今までのコンサートの記録

第129回コンサート
若林顕ピアノリサイタル
AKIRA WAKABAYASHI Piano Recital
07.5.19(土)
Sat.,May.19.2007
プログラム
J.S.バッハ=ブゾーニ: シャコンヌ ニ短調 BWV.1004
L.V. ベートーヴェン=リスト: 交響曲 第9番 ニ短調 Op.125「合唱」
コンサート寸評

 また、とてつもないコンサートが生まれた。その腕前と音楽性で群を抜く、若林さんのピアノソロによる、バッハの「シャコンヌ」(ブゾーニ編曲)とベートーヴェンの交響曲「第九」(リスト編曲)だ。ともに超!名曲で、音楽好きの人なら何度も聞いているその曲を、ピアノひとつでやる。音楽ファンなら、垂涎のプログラム。もともとピアノ曲ではないだけに、ものすごい難曲となっていて、あまりコンサートで演奏する人は少ない。「シャコンヌ」はテーマを力まずさっと提示しながら、その後を変幻自在に変貌させていく。若林さんの十本の指は総てひとつづつ、あらゆる音色をコントロールできる。フレーズの一音一音の色合い・意味・感情をこれだけ見事に引分ける人を他に聴かない。その上で大きな音楽のうねりを構築していく。ここではまるでブラームスのような、濃厚なうねりの音楽の塊となって、聴くものに迫ってくる。個人的には、バッハの音楽には「祈りの心情」が香るのが好きだが、若林さんの、緩急自在の演奏には充分説得力があった。バッハの調性による万華鏡の世界が目の前で繰り広げられた。

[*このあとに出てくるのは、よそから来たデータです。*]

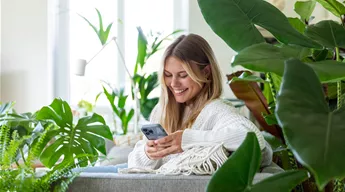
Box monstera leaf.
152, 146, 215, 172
276, 59, 345, 190
198, 0, 321, 52
36, 98, 112, 168
207, 132, 308, 192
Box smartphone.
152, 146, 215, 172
141, 124, 168, 140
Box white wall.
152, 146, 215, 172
1, 0, 50, 112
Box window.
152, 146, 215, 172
68, 0, 186, 107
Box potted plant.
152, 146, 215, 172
0, 98, 112, 191
198, 0, 345, 191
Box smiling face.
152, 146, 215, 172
164, 56, 204, 105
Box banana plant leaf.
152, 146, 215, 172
315, 0, 345, 17
227, 71, 283, 140
232, 43, 345, 83
276, 58, 345, 190
305, 20, 345, 49
36, 98, 112, 168
207, 132, 308, 192
197, 0, 321, 52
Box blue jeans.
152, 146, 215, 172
73, 163, 128, 173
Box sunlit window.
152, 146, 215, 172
69, 0, 176, 107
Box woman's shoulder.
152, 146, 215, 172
202, 98, 237, 113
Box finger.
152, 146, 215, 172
146, 146, 159, 153
155, 141, 173, 148
155, 135, 173, 145
155, 146, 177, 157
146, 140, 155, 147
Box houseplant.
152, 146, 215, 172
198, 0, 345, 191
0, 98, 112, 191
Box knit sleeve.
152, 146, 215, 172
127, 139, 162, 169
181, 100, 266, 152
127, 104, 162, 169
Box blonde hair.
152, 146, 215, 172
158, 34, 223, 133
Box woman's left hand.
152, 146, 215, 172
154, 130, 184, 157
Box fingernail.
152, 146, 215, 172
154, 140, 158, 144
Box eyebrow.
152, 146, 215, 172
164, 70, 187, 74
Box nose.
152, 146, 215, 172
171, 76, 180, 87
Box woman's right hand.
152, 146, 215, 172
144, 140, 165, 160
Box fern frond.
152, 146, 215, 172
2, 132, 29, 168
0, 125, 11, 164
26, 123, 54, 167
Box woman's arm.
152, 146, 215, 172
127, 104, 163, 169
127, 139, 162, 169
181, 102, 266, 152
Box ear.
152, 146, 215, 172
203, 65, 211, 77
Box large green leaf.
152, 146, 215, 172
315, 0, 345, 17
232, 43, 345, 82
275, 58, 345, 190
198, 0, 321, 52
232, 43, 311, 75
305, 20, 345, 49
207, 132, 307, 192
294, 0, 316, 22
207, 132, 261, 191
36, 98, 112, 168
251, 170, 309, 192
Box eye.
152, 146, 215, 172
179, 73, 188, 78
164, 73, 172, 77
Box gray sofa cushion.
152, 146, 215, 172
68, 173, 211, 192
68, 170, 278, 192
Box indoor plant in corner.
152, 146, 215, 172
0, 98, 112, 191
198, 0, 345, 191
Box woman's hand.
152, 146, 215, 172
144, 140, 165, 160
153, 130, 184, 157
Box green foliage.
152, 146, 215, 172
305, 20, 345, 49
133, 72, 159, 120
0, 98, 112, 191
79, 8, 113, 45
207, 132, 308, 192
294, 0, 316, 23
276, 59, 345, 189
133, 28, 182, 120
36, 98, 112, 168
102, 84, 134, 135
198, 0, 321, 52
198, 0, 345, 190
315, 0, 345, 17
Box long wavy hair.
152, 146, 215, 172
158, 34, 223, 133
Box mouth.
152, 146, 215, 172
173, 88, 188, 95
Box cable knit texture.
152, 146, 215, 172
128, 99, 267, 170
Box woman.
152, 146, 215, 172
128, 34, 271, 173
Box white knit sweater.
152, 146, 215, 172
128, 99, 267, 170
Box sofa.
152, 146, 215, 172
67, 139, 283, 192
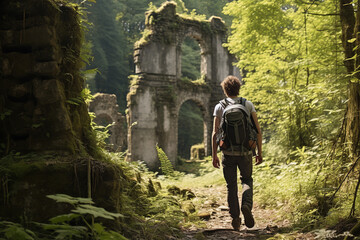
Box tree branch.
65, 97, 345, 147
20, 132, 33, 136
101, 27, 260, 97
305, 12, 339, 16
329, 155, 360, 202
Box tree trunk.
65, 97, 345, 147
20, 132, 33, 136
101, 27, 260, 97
339, 0, 360, 157
346, 82, 360, 156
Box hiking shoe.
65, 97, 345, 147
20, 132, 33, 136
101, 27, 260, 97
241, 205, 255, 228
231, 217, 241, 231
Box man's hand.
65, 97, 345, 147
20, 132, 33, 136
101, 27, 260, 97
255, 155, 263, 165
212, 155, 220, 168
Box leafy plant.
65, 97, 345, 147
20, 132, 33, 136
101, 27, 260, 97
0, 194, 127, 240
39, 194, 126, 240
0, 221, 36, 240
156, 145, 175, 176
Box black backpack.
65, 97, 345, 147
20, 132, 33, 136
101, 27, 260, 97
217, 97, 257, 152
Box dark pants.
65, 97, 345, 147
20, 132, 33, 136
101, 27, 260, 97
222, 154, 253, 219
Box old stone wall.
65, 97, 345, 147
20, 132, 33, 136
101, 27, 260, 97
0, 0, 92, 156
89, 93, 127, 151
127, 2, 240, 170
0, 0, 127, 224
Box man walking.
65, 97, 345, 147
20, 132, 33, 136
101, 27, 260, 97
212, 75, 263, 231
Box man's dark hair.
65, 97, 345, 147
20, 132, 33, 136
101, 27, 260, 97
221, 75, 241, 97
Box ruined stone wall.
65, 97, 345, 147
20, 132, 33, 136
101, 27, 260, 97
127, 2, 240, 170
0, 0, 92, 156
89, 93, 127, 151
0, 0, 125, 224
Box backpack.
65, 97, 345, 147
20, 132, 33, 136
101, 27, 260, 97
217, 97, 258, 152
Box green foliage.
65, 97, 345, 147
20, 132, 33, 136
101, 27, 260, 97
0, 221, 36, 240
178, 100, 203, 159
221, 0, 360, 230
134, 29, 153, 48
86, 0, 132, 112
39, 194, 126, 240
224, 0, 346, 153
253, 137, 360, 229
104, 152, 199, 239
182, 0, 232, 25
0, 109, 12, 121
0, 194, 127, 240
156, 145, 175, 176
181, 37, 201, 80
88, 110, 112, 152
0, 151, 197, 239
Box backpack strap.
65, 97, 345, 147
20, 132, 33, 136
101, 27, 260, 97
239, 97, 247, 107
219, 98, 229, 108
220, 97, 246, 108
240, 97, 258, 134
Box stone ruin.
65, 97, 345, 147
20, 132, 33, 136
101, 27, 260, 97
127, 2, 240, 170
89, 93, 127, 151
0, 0, 118, 223
0, 0, 92, 155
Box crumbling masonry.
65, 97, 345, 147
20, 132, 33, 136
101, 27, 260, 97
89, 93, 127, 152
0, 0, 92, 155
127, 2, 240, 170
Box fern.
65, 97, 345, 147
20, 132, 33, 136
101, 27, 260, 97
156, 145, 174, 176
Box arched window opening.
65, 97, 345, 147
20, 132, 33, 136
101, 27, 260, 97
178, 100, 204, 159
181, 36, 201, 81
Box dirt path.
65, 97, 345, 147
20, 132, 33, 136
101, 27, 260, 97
182, 185, 315, 239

 後半の「第九」は、ピアノ一台でオーケストラを弾くだけでも想像を絶するのに、その最強音から最弱音まで巧みにコントロールして、あの大シンフォニーを弾き切った。第一楽章のカオスの出だしから、二楽章のリズムの乱舞、三楽章の天国の世界を通って四楽章の人間賛歌へと、ものの見事に弾き分け、聴いていて心が熱くなった。その集中力と表現力はまさにベートーヴェン!年末がもう来ちゃった、という感じ。お客さん同士でも、「弾く人も大変だけど、聴くのもすごい体力が要るね。」という声が聴かれるほどの熱い演奏だった。若林さんは平成17年の末にこの「第九」を王子ホールで演奏している。その時は暗譜で演奏していて、既に手中になっていたのだと思うが、一年半の時の醸成はその表現に一層の深みを加えた。このリストのピアノ編曲版で「第九」を聴くと、音楽の構造がとてもよく分かる。ベートーヴェンがどういうアイディアで構想を膨らませ、音楽造りをしているか、レントゲンに写し出された写真のように、その骨組みが浮かび上がる。第四楽章を聴いていて不思議な感情につつまれた。それは、ベートーヴェンの考えと、ベートーヴェンを尊敬するリストの思いを、今目の前で若林さんが朗読してくれたような感覚。フィナーレの熱い感情は至福の到達点だった。